3 Min Read
MONTREAL (Reuters) - Lewis Hamilton has the perfect opportunity to get back on the winning track in Sunday's Canadian Grand Prix after going astonishingly awry in Monaco.
Montreal is a favorite race for the double Formula One world champion, a fast track where he celebrated his first pole position and victory in his stellar 2007 debut season with McLaren.
Since then, the Mercedes driver has won twice more in Canada.
"I think everything that needs to be said about Monaco has already been said. Obviously, it was a huge disappointment for me and also for the team," the Briton said before heading to Montreal.
"But we'll learn from it and move forwards together like we always do. I just want to get back out there and bounce back -- and I could hardly ask for a better place to do that than Montreal.
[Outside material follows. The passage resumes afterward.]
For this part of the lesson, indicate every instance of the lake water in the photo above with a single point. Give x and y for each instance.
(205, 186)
This is always one of my favorite weekends."
Hamilton has suffered disappointments too at the Circuit Gilles Villeneuve, with its 300kph blasts and the 'Wall of Champions' at the treacherous final corner, and has yet to win there for Mercedes.
But when he has finished, it has been on the podium and his track record eclipses that of team mate and title rival Nico Rosberg.
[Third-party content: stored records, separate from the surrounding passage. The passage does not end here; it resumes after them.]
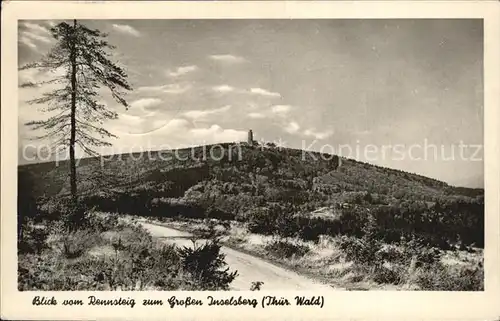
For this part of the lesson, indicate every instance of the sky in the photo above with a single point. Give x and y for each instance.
(308, 84)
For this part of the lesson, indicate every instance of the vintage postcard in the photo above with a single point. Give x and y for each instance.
(277, 160)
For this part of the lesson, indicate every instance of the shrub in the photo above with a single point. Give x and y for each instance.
(360, 251)
(101, 223)
(75, 244)
(442, 278)
(286, 249)
(206, 264)
(34, 239)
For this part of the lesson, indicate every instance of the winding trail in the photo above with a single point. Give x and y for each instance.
(250, 268)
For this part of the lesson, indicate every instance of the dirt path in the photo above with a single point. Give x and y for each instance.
(250, 268)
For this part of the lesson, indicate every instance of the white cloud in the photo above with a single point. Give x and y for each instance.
(126, 29)
(227, 58)
(35, 36)
(223, 88)
(182, 70)
(145, 102)
(216, 134)
(176, 88)
(27, 42)
(169, 89)
(197, 114)
(292, 127)
(318, 135)
(280, 109)
(34, 32)
(256, 115)
(264, 92)
(36, 28)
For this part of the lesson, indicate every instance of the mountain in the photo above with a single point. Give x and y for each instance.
(270, 188)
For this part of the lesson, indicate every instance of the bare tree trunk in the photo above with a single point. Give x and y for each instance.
(73, 118)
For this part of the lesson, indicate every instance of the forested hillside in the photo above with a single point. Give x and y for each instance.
(272, 189)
Three-nil on wins, 4-1 on podium appearances, 3-1 on poles and 6-1 on front row starts, the statistics all point to Hamilton.
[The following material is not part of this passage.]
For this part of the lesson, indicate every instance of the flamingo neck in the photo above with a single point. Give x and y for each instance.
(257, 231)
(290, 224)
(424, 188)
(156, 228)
"The racing is fantastic, the city is a lot of fun and the crowds are really enthusiastic...and it's given me some great memories, including my first win," said the Briton.
"I know I've got the car underneath me and the team behind me to do it again, so I'm aiming for nothing less."
Rosberg, who became only the fourth driver to win Monaco three times in a row after Mercedes blew a surefire victory for Hamilton by calling him in for a needless pitstop while leading, is not to be under-estimated however.
The German, now only 10 points adrift of his championship-leading team mate after six races, qualified on pole in Montreal last year and is aiming for a hat-trick of wins for the season.
Both Mercedes drivers have new power units, having completed six race weekends on the previous ones, while rivals Ferrari may have upgrades to theirs.
Red Bull's Daniel Ricciardo, a first time winner in Montreal last year, can only dream of such reliability but the race -- traditionally hard on brakes and engines -- can throw up surprises.
The Australian is on his fourth and final penalty-free engine already, with the team leaving Monaco mulling whether to take a hit and use a fifth in Canada.
Ferrari, who have not won since 2004 at a circuit named after their late local hero, will be hoping four times world champion Sebastian Vettel can at least finish on the podium for the sixth time in seven races.
Williams are confident too of a much better showing after failing to score in Monaco while McLaren's Fernando Alonso aims to open his account for the season two weeks after Jenson Button did the same.